La nueva arma de Thompson fue llevada a quince metros de la «mancha». Por lo visto el campo de fuerza no actuaba en esa microrregión. Desde el lugar en que me encontraba, en la meseta, el hidromonitor me pareció ser un gato gris dispuesto a saltar sobre la presa. Su superficie metálica y pulida fulgía opacamente en la nieve. El mecánico inglés comprobaba por última vez no sé que embragues y contactos del aparato. A su lado habían abierto una zanja de dos metros de profundidad.

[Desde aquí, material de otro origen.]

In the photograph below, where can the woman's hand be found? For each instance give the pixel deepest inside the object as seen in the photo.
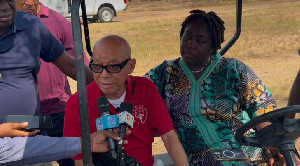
(13, 130)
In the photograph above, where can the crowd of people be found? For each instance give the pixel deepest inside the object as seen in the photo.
(194, 103)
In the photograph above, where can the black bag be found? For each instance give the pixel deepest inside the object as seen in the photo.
(105, 159)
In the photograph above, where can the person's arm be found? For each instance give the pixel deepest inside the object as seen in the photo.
(39, 149)
(67, 65)
(13, 130)
(31, 150)
(68, 42)
(53, 51)
(175, 148)
(294, 98)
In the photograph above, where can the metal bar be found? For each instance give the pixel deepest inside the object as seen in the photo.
(289, 157)
(86, 29)
(81, 85)
(238, 27)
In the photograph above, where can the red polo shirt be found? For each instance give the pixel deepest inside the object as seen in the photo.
(150, 113)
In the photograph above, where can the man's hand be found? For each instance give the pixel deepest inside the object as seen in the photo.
(99, 143)
(13, 130)
(273, 156)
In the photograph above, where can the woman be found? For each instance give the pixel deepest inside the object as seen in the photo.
(209, 96)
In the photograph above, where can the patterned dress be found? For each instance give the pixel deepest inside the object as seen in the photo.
(207, 112)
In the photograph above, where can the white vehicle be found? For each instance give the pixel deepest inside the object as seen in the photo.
(96, 10)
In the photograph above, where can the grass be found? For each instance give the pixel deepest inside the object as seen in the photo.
(268, 44)
(137, 6)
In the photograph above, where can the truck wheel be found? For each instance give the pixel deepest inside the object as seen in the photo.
(105, 14)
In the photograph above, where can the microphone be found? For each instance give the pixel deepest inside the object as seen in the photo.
(107, 122)
(125, 119)
(103, 106)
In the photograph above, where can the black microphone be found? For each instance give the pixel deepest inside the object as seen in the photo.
(125, 119)
(103, 106)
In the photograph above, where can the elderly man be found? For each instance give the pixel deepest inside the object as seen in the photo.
(24, 40)
(112, 65)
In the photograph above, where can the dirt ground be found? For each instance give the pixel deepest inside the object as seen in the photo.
(158, 147)
(131, 16)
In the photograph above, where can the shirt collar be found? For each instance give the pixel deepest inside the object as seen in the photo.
(44, 11)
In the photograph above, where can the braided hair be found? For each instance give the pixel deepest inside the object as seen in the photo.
(214, 24)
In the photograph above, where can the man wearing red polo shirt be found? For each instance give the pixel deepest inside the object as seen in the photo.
(112, 66)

Irina no se encontraba aquí, ya que después de la muerte del minador, se había negado a presenciar los «suicidios» organizados y pagados por un maniaco cuyo lugar más seguro era el manicomio. El «maniaco», junto con Zernov y otros consejeros, daba órdenes personales por teléfono desde su cuartel general. Este se hallaba situado a poca distancia de donde me encontraba yo, en la meseta, y dentro de una cabaña construida de bloques especiales con aislamiento térmico. A su lado se divisaba un tanque de metal en cuyo interior se derretían grandes bloques de hielo, y el agua se suministraba al hidromonitor. A decir verdad, la expedición había sido abastecida y concebida, desde el punto de vista técnico, irreprochablemente.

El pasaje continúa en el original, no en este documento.